Evers' love-hate relationship with his estranged wife, Jo Miller, reveals a number of his weird, deep neuroses about women, and when she starts to win their divorce trial (after being caught in flagrante with her lover in a motel room), somebody kills her with a pistol. The subsequent investigation smears both Evers and his brother, Pascal, who lives in a mobile-home park, but a self-sacrificing act by Pascal leaves Evers with a quavering faith in Something every bit as absurd as the pure white tears in the taped-up ketchup cap.
A lot of the characters feel thin, but the trial scenes are engaging. Clark himself is a judge in Virginia, and he has the talent to show just how "yes" becomes "no" in the convolutions of a circuit court system. Such sickening legal peristalsis could drive a novel all by itself; Clark doesn't need any treasure quest. He captures the hustling and incompetent lawyers, lying and manufactured witnesses and strong and weak personalities that steer a trial more decisively than due process. Evers the judge hides women's magazines (Cosmopolitan, Self) in big lawbooks to read when a trial drags on; Evers the client can't behave himself in the courtroom. Evers, in fact, can be unfathomably strange, yet his craziness makes him the clearest character in the book. When Jo Miller brazenly lies during an alimony hearing, for instance, he lapses into a hallucinatory fugue:
Her face -- very suddenly -- changed, came on like an electric fan on a hot day ... Out of the middle of the maelstrom, Evers saw two sharp eyes appear ... The spiked eyes looked right at him, and Evers hunched forward and stared back, leaned across the table on his elbows and clenched his fists. The circling mess balanced on his wife's head didn't leave until White [his lawyer] kicked Evers under the table and pinched his biceps. "Stop staring at her, Evers. You look menacing or crazed or something."
Evers also likes his beer mixed with tomato juice and doesn't think that's strange. ("Do you want tomato juice in your beer or just beer?" he asks Ruth Esther in a liquor store.) He's flawed but intensely likable. The trouble with "Mobile Home Living" is that no one else has been painted with so much paradoxical detail.
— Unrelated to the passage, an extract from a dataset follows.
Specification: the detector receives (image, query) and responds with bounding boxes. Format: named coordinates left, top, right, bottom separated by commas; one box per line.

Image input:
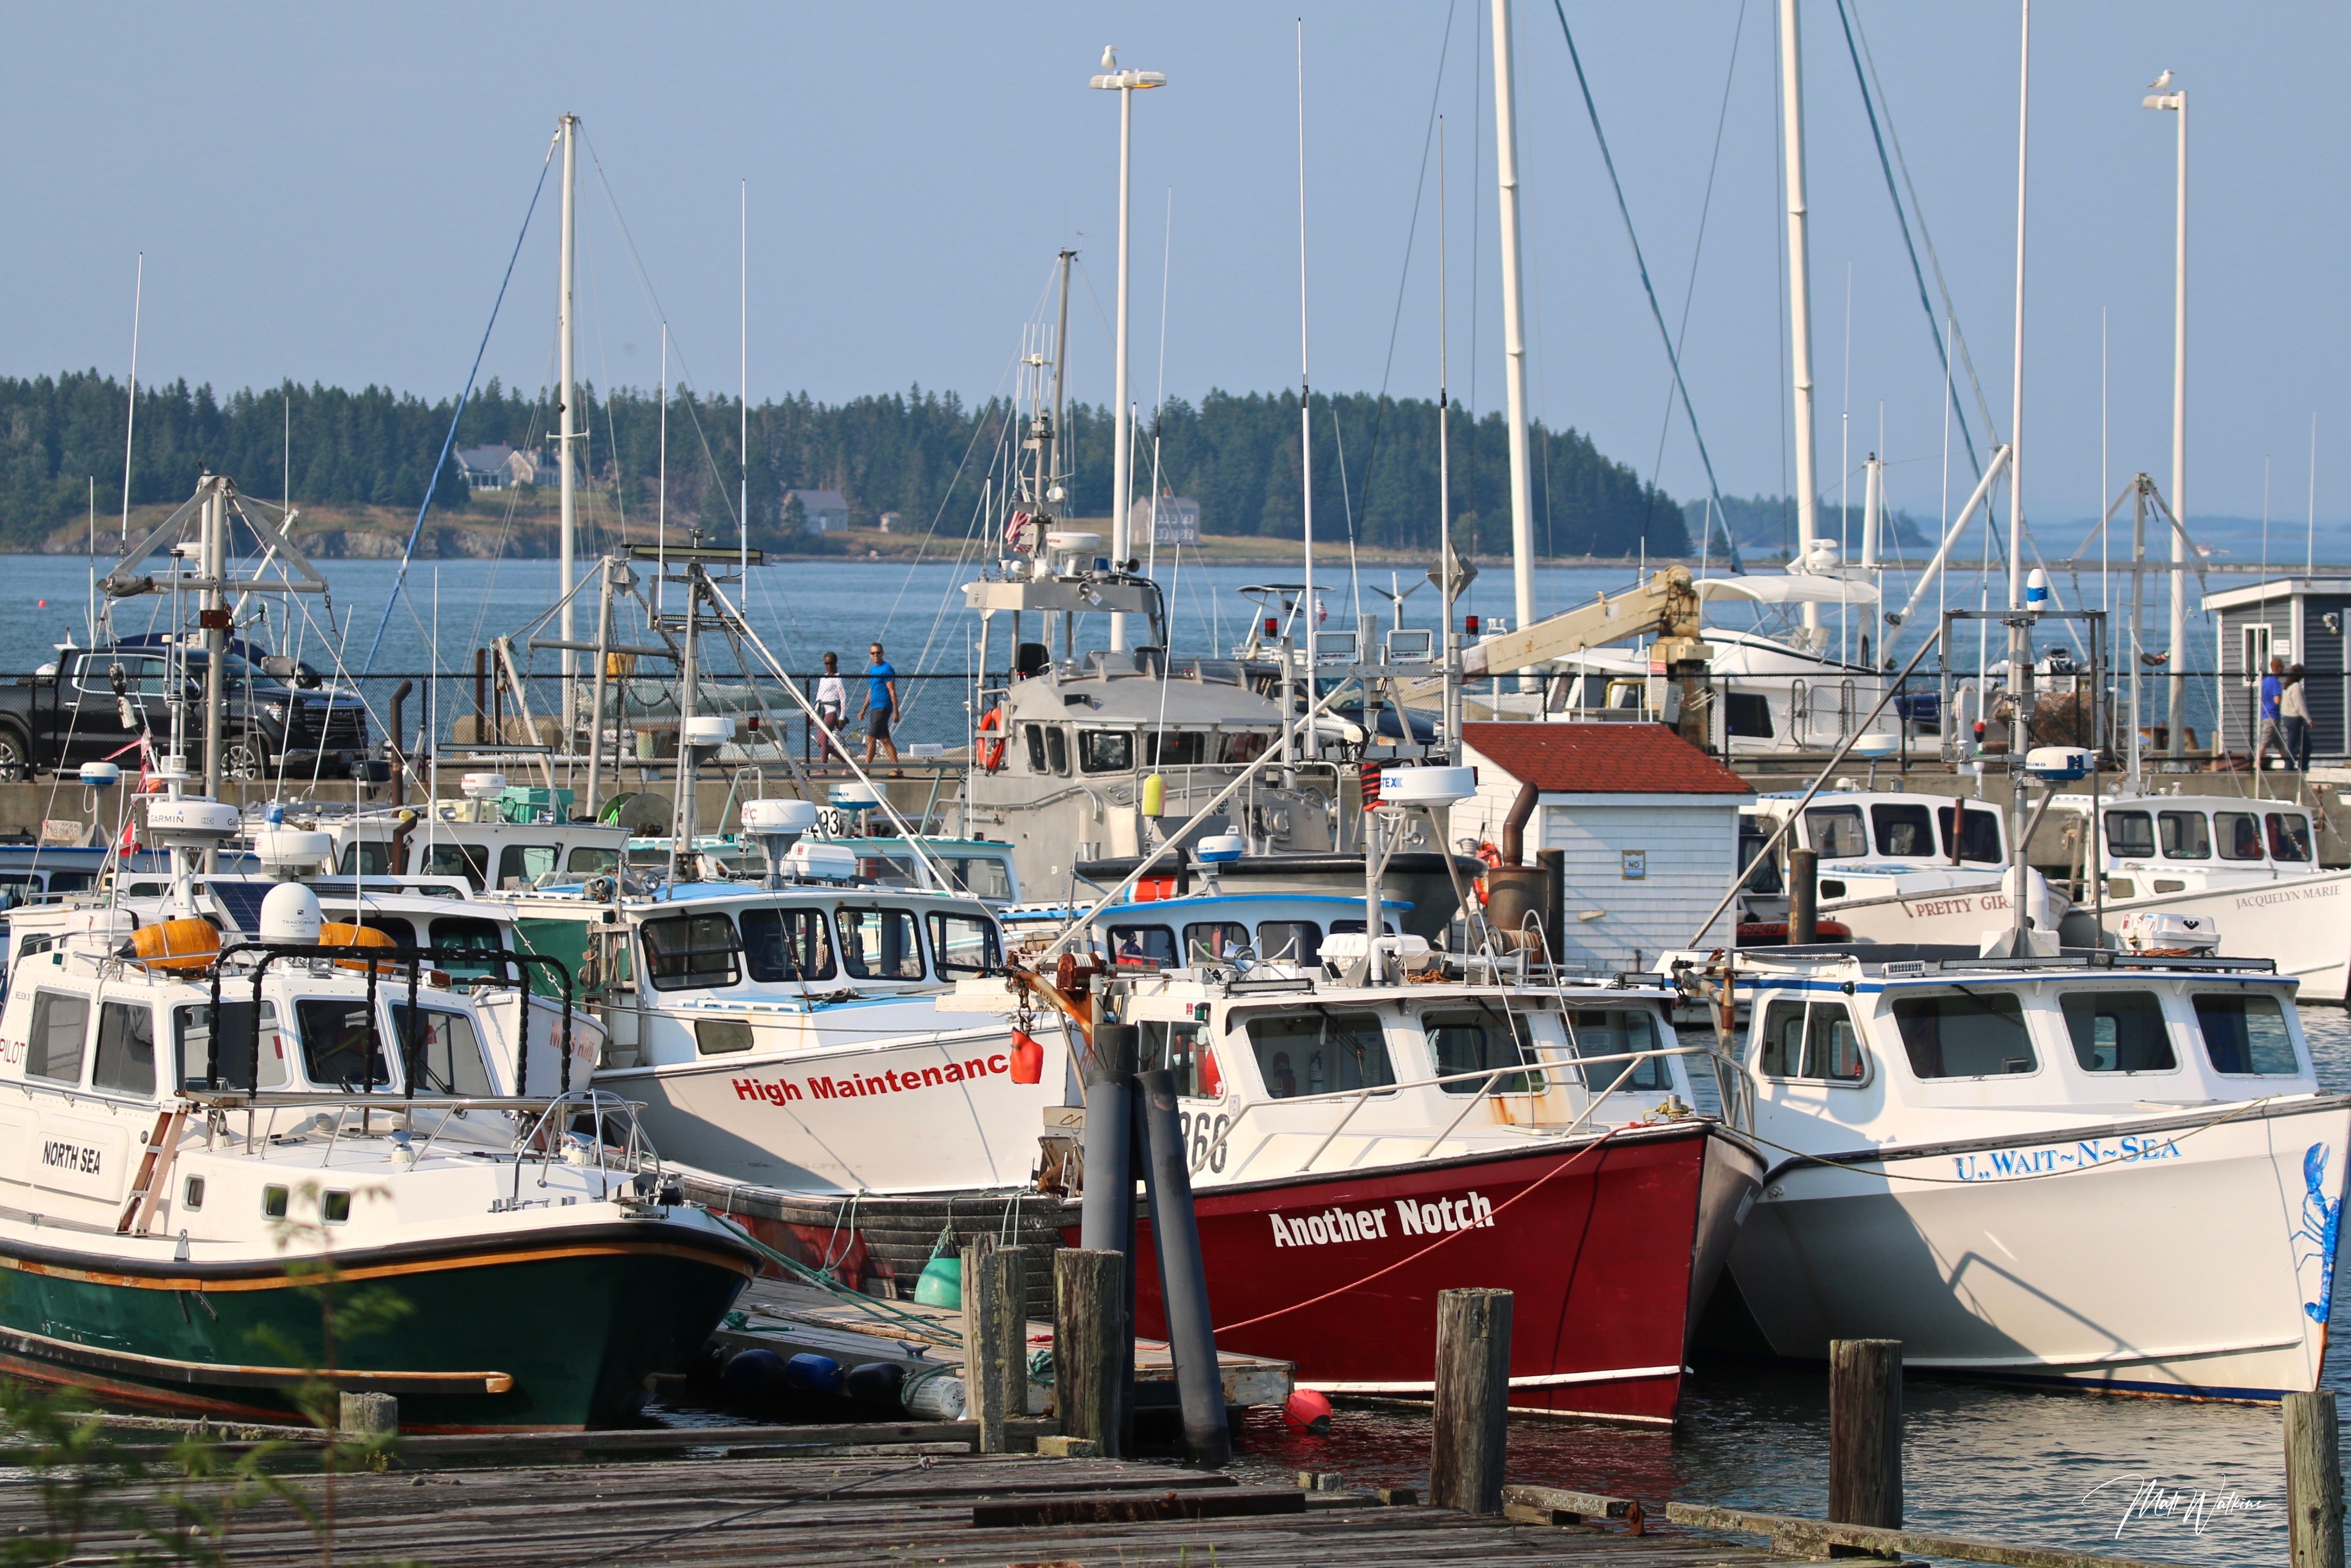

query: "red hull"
left=1131, top=1121, right=1762, bottom=1423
Jo Miller is a one-dimensional bitch; Pauletta, a black lawyer, could be any black lawyer on TV. Clark wastes his time with rickety pulp-fiction conventions to make what's ultimately a good and serious point about religion and irrationality. It would be nice to say he's "filling up the genre" of legal fiction, letting his artificial story twists serve his theme, but no: The incessant plotting feels more like a failure of faith.